Bennett: Soviet Soviet.

Q: Which band would you love to make a cover version of?
Patrick: I would like to cover a totally atypical song like Soft Cell did with Gloria Jones‘ Tainted Love. They turned a 1965 soul song into an 80s icon. Most of the people know the song because of the cover version! And then Marilyn Manson did a cover of the cover… I think that interpreting someone else‘s song is a possibility to give it a new face, but it should also be the main challenge. I am not so much into cover versions or even cover bands that sound like the original. I used to play in a 60s Garage band for almost 10 years and I am still a big fan of bands like The Music Ma-chine or The Seeds (both are coming from the „sun-bleached area of California“ btw!). I guess I would like to cover a forgotten classic from that era.

Marius: Eisbär by Grauzone. It’s the best song in the world!

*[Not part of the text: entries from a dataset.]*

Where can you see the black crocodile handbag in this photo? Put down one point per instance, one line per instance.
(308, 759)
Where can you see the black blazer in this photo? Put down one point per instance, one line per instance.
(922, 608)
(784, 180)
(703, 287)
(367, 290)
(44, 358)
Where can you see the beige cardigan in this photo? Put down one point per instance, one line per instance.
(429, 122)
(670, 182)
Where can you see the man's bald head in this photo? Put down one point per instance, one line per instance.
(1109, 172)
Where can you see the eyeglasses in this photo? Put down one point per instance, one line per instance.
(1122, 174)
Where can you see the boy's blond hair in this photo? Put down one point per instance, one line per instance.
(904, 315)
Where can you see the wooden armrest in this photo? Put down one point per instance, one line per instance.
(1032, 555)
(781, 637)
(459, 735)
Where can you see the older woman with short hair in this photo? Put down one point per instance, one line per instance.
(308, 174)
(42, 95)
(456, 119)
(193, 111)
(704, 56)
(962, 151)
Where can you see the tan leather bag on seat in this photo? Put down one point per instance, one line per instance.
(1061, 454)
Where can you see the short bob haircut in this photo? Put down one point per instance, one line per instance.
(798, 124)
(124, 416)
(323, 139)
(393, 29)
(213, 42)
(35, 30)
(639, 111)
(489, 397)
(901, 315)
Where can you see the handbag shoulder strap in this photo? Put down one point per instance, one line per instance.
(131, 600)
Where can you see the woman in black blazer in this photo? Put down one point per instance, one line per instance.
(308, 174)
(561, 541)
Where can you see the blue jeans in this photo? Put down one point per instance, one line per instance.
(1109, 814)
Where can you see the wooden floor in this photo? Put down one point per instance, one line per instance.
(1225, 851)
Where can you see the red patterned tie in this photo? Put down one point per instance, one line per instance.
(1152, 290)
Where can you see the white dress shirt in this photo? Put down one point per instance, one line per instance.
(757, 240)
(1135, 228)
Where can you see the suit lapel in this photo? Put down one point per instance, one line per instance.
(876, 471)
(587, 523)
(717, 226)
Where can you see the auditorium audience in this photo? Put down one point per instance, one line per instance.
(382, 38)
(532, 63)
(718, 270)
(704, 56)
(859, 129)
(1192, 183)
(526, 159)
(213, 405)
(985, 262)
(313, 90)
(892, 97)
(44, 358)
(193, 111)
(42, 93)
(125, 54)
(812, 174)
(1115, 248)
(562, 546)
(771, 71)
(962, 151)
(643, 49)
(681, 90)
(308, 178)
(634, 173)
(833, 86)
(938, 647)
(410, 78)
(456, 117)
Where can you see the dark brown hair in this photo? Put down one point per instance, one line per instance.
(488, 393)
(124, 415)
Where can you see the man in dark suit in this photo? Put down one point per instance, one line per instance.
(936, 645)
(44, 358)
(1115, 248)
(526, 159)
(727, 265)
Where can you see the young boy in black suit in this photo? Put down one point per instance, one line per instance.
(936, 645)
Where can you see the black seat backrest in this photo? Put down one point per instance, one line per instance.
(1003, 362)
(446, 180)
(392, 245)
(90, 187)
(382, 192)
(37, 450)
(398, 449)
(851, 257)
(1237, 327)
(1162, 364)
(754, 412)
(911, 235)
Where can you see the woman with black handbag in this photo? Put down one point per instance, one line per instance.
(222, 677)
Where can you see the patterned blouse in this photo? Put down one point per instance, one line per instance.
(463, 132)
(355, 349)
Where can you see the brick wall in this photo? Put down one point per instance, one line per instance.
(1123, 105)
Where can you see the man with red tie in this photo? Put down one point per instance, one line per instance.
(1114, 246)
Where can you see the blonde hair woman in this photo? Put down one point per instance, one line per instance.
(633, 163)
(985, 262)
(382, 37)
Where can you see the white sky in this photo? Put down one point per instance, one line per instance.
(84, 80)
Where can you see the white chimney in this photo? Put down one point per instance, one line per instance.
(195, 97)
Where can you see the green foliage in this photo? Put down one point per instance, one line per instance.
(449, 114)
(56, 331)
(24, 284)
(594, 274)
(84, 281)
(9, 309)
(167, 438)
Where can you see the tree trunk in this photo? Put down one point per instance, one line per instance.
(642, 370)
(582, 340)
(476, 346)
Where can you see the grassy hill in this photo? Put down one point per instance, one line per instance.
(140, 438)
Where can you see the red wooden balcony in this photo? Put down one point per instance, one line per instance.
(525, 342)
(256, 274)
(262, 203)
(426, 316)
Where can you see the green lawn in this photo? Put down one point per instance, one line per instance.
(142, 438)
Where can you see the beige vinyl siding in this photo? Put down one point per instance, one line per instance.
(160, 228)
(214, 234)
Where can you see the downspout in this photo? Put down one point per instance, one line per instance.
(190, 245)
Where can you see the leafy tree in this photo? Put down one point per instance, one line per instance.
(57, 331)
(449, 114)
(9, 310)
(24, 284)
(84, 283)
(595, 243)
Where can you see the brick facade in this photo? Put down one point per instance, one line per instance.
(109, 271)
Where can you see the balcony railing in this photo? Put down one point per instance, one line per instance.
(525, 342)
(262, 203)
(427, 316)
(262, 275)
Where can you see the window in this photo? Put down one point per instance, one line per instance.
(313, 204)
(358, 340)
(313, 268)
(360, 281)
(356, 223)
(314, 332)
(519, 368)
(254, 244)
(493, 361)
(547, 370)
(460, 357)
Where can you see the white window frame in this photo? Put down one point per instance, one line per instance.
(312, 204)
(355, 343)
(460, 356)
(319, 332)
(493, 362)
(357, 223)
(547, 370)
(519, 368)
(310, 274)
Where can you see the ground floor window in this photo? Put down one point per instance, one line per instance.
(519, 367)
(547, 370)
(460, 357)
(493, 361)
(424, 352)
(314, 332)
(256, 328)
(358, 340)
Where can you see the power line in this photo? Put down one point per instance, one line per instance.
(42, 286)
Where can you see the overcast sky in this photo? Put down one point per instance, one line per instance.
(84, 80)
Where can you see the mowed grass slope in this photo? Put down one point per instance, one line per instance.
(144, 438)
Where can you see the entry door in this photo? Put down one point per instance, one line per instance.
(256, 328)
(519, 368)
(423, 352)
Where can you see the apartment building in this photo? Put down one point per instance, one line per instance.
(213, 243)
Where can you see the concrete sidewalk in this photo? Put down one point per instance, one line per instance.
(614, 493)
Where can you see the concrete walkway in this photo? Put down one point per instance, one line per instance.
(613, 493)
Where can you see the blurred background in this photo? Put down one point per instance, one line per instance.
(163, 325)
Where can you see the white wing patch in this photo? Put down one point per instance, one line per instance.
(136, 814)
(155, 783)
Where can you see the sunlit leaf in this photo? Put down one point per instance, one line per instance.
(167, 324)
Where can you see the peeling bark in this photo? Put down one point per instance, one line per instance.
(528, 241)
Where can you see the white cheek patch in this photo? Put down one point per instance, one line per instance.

Bennett: I would like to cover New Order’s Age of Consent. During soundcheck I always warm up with the bassline of this song.

Q: What are your plans for the future?
Patrick: We just released our EP on tape and as a digital download and the feedback is already overwhelming! We have a deal with the spanish label Oraculo Records who will press it as a super limited vinyl edition. It is amazing how fast some things are happening and how much potential there still is. We definitely won’t rest now, we are already thinking about recording an LP next year. I guess there will be quite some shows as well. That is all I can see from here right now.

Q: Any parting words?
HOLYGRAM: We are looking forward to playing lots of shows next year and meeting hopefully some of you out there!